# Generate responses with a SmolLM

We have seen how to [retrieve](retrieve.ipynb) and [rerank](./augment.ipynb) documents in a RAG pipeline. Currently, we will show how to generate a response based on a query and a set of retrieved documents. This will be done using a SmolLM model, which we will deploy as a microservice at the end of this notebook. 


## Inference API

When using a SmolLM, we can use different providers, like `llama-cpp`, `vllm` or `ollama`, however, for simplicty on the HUb we will show how to use a local transformers and a model hosted on the Inference API. We will do this on top of the OpenAI API format, which means the `messages` parameter will be a list of dictionaries with `role` and `content` keys.

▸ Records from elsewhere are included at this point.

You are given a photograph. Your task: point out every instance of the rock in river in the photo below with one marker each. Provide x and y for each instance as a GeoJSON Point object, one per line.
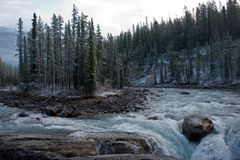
{"type": "Point", "coordinates": [197, 126]}
{"type": "Point", "coordinates": [95, 146]}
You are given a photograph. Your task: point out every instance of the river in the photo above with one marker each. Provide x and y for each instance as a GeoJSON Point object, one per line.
{"type": "Point", "coordinates": [169, 107]}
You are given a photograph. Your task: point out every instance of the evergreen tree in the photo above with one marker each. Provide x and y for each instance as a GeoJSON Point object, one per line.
{"type": "Point", "coordinates": [90, 85]}
{"type": "Point", "coordinates": [34, 67]}
{"type": "Point", "coordinates": [20, 48]}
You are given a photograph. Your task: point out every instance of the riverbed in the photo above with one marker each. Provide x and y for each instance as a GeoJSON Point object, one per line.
{"type": "Point", "coordinates": [162, 123]}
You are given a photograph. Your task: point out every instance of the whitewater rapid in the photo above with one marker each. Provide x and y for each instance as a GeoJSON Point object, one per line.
{"type": "Point", "coordinates": [169, 107]}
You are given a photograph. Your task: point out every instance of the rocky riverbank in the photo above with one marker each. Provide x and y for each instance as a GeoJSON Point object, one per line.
{"type": "Point", "coordinates": [125, 101]}
{"type": "Point", "coordinates": [95, 146]}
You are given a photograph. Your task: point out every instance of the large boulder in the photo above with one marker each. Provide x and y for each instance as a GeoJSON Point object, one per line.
{"type": "Point", "coordinates": [197, 126]}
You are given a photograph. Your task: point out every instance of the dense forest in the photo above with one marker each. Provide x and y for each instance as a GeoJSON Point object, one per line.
{"type": "Point", "coordinates": [8, 74]}
{"type": "Point", "coordinates": [199, 47]}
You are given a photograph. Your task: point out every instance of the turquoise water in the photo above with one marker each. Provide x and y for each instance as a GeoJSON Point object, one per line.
{"type": "Point", "coordinates": [170, 107]}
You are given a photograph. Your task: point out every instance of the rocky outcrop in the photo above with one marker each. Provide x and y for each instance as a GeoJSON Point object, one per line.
{"type": "Point", "coordinates": [126, 101]}
{"type": "Point", "coordinates": [104, 146]}
{"type": "Point", "coordinates": [196, 127]}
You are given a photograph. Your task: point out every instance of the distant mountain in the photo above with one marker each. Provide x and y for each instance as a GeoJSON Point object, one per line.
{"type": "Point", "coordinates": [8, 45]}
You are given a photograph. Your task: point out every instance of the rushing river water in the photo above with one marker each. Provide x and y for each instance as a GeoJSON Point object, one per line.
{"type": "Point", "coordinates": [169, 107]}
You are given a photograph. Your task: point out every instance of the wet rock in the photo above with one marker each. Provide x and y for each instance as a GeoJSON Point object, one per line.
{"type": "Point", "coordinates": [184, 93]}
{"type": "Point", "coordinates": [23, 114]}
{"type": "Point", "coordinates": [153, 118]}
{"type": "Point", "coordinates": [146, 90]}
{"type": "Point", "coordinates": [197, 126]}
{"type": "Point", "coordinates": [104, 146]}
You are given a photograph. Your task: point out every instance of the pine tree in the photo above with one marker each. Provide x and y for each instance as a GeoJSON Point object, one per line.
{"type": "Point", "coordinates": [90, 83]}
{"type": "Point", "coordinates": [99, 55]}
{"type": "Point", "coordinates": [34, 67]}
{"type": "Point", "coordinates": [20, 48]}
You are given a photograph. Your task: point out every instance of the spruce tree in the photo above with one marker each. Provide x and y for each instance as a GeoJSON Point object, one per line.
{"type": "Point", "coordinates": [90, 83]}
{"type": "Point", "coordinates": [34, 56]}
{"type": "Point", "coordinates": [20, 48]}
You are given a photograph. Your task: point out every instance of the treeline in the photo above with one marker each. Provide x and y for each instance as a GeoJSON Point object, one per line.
{"type": "Point", "coordinates": [64, 56]}
{"type": "Point", "coordinates": [8, 74]}
{"type": "Point", "coordinates": [200, 46]}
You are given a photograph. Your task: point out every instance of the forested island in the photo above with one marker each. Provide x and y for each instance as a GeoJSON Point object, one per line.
{"type": "Point", "coordinates": [164, 90]}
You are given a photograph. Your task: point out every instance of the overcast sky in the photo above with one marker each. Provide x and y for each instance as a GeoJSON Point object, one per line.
{"type": "Point", "coordinates": [112, 15]}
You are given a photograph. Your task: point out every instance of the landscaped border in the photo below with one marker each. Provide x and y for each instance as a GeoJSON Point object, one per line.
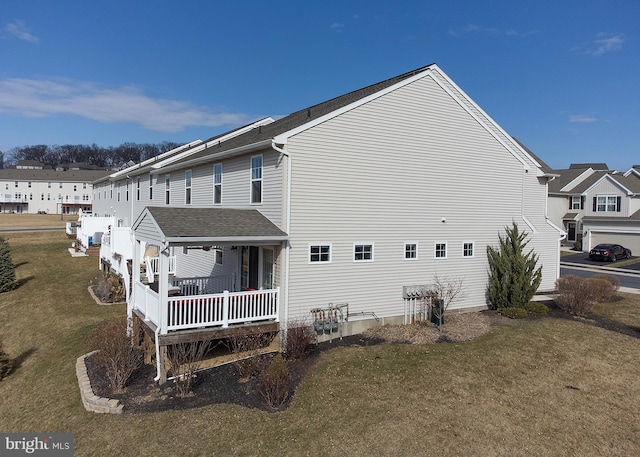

### SmolLM in transformers

We will use [HuggingFaceTB/SmolLM2-360M-Instruct](https://huggingface.co/HuggingFaceTB/SmolLM2-360M-Instruct) and use [the transformers integration attached to the model on the Hub](https://huggingface.co/HuggingFaceTB/SmolLM2-360M-Instruct?library=transformers). Note that we allow for passing `kwargs` like `max_new_tokens` as a parameter to the function which will be passed to the pipeline.

In [12]:
from transformers import pipeline
from typing import Union

pipe = pipeline("text-generation", model="HuggingFaceTB/SmolLM2-360M-Instruct")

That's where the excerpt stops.